Quand bien même il demeure inférieur à ses trois prédécesseurs, King Of The Kill, Refresh The Demon et Remains, preuve en est qu'aucun de ses morceaux n'est plus joué sur scène depuis longtemps, Criteria For A Black Widow, en tentant de reproduire la recette qui avait si bien fonctionné avec Alice In Hell, a remis Annihilator sur de bons rails commerciaux. Revigoré par ce succès et ses problèmes personnels désormais derrière lui, Jeff Waters décide alors de refaire ce qui était devenu au fil des années son jouet à lui seul (ou presque) en même temps que son laboratoire, un vrai groupe avec la dynamique qui va avec, même s'il reste l'incontestable maître à bord, rôle que personne ne se risquerait à lui contester. Si le batteur Ray Hartmann est reconduit après Criteria For A Black Widow, le revenant Randy Rampage ne dépasse pas la tournée qui suit cet album.

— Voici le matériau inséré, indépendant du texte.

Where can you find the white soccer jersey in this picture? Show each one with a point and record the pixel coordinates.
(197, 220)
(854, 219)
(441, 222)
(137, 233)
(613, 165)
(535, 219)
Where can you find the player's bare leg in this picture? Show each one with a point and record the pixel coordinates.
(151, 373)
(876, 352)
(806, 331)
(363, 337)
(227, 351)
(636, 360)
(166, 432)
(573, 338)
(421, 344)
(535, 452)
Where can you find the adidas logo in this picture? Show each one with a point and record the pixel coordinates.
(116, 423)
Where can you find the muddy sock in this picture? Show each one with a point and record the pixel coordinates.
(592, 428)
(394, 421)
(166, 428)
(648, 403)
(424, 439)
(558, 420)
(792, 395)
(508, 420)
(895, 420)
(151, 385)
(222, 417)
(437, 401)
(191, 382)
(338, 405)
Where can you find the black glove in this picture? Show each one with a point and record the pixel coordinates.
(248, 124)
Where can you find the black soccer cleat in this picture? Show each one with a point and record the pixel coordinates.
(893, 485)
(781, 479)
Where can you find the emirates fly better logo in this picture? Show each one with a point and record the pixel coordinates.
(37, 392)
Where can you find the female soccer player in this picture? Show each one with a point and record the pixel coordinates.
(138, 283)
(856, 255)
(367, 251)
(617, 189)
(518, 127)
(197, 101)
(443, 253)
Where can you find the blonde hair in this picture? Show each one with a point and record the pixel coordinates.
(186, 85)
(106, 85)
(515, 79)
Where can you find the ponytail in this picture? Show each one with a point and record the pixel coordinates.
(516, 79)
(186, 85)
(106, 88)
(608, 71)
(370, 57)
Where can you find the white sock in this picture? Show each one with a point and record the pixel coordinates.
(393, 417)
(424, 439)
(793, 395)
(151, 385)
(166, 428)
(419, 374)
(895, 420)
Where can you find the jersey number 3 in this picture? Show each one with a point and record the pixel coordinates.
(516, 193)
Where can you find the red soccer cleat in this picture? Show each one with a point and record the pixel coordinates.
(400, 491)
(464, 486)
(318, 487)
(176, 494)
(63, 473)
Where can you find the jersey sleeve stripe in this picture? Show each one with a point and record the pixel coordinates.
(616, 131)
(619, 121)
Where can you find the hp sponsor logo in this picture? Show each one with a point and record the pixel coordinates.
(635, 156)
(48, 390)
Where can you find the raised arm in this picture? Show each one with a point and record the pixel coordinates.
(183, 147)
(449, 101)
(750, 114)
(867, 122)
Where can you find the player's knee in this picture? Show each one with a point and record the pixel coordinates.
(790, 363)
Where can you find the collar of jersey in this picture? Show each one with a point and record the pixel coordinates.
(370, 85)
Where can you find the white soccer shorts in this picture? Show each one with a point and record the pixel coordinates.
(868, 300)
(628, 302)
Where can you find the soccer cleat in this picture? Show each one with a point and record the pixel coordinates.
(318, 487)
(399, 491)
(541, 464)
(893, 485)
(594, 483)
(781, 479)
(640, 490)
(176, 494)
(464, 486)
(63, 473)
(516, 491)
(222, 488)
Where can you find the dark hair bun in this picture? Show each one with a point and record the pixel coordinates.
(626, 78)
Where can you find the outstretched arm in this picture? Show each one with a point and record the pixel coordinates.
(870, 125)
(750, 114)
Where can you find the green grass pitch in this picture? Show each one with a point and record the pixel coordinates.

Pour le remplacer, Waters jette étonnamment son dévolu sur Joe Comeau, un... guitariste ! Bien qu'officiant jusque là chez Overkill, avec lequel il a gravé les disques The Killing Kind, From The Underground And Below et Necroshine, on ne peut alors s'empêcher de se demander ce qu'il vient faire là, derrière un micro qui ne lui était à priori pas vraiment destiné.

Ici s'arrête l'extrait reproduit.